A version of this article originally appeared on Medscape.com.

Treatment with a fixed-dose combination of sodium phenylbutyrate and taurursodiol (AMX0035, Amylyx Pharmaceuticals) slows the rate of decline in physical function in patients with amyotrophic lateral sclerosis (ALS), according to results of the phase 2/3 CENTAUR study.

Patients with a fast-progressing form of ALS who were treated with AMX0035 “retained higher levels of physical function over 6 months compared with those who received placebo,” reported principal investigator Sabrina Paganoni, MD, PhD, of the Sean M. Healey and AMG Center for ALS at Massachusetts General Hospital, Boston.

“This is very hopeful news for people affected by ALS, especially because we were able to see a treatment effect in a relatively short period of time,” Dr. Paganoni said.

The study was published online Sept. 3 in the New England Journal of Medicine.

In this study, AMX0035 demonstrated a “clinically meaningful benefit and a favorable safety profile for people living with ALS,” Josh Cohen, co-CEO, chairman, and cofounder at Amylyx, said in a news release. The company is “working collaboratively and expeditiously with agencies worldwide to bring this potential new treatment option forward.”

“The data ... makes a clear and compelling case that AMX0035 should be made available to people with ALS as soon as possible,” Calaneet Balas, president and CEO of The ALS Association, said in the release.

The CENTAUR trial

Sodium phenylbutyrate and taurursodiol have been found to reduce neuronal death in experimental models. AMX0035 combines 3 g sodium phenylbutyrate and 1 g of taurursodiol.

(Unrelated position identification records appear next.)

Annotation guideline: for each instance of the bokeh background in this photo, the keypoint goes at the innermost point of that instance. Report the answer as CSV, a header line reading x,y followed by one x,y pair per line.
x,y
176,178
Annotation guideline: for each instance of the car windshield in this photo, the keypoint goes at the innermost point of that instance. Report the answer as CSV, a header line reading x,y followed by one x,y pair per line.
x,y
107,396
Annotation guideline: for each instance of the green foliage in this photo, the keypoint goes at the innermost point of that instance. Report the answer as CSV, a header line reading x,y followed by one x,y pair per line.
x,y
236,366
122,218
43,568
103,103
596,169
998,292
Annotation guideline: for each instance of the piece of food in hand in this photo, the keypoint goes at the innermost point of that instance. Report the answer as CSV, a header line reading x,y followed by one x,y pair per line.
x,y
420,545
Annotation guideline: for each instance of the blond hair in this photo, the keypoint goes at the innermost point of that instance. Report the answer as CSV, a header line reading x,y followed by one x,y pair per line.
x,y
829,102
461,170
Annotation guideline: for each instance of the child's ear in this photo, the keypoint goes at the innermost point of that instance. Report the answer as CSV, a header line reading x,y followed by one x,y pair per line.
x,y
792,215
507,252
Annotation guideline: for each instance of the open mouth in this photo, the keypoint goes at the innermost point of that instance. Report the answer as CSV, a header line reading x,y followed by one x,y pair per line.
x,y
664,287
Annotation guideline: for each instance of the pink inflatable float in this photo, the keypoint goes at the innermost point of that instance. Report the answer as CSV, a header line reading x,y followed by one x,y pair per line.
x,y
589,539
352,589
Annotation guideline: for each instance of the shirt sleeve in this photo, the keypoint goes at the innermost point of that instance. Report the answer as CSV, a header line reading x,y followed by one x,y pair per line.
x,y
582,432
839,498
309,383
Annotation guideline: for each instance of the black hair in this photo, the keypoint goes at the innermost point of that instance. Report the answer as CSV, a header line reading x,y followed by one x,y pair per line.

The CENTAUR trial tested AMX0035 against placebo in 137 ALS patients with symptom onset within the prior 18 months, with 89 patients in the AMX0035 group and 48 in the placebo group. AMX0035 or matching placebo were administered once daily for 3 weeks and then twice daily for a planned duration of 24 weeks.

In a modified intention-to-treat analysis, the mean rate of change in the Amyotrophic Lateral Sclerosis Functional Rating Scale–Revised (ALSFRS-R) score was −1.24 points per month with AMX0035 and −1.66 points per month with placebo (difference, 0.42 points per month; 95% CI, 0.03 - 0.81; P = .03). After 24 weeks, patients treated with AMX0035 scored on average 2.32 points higher on the ALSFRS-R than their peers on placebo group (P = .03).

“The score, consisting of four subdomains, showed a change that was most prominent for the fine-motor subscale and less apparent for the other subscales,” the investigators said.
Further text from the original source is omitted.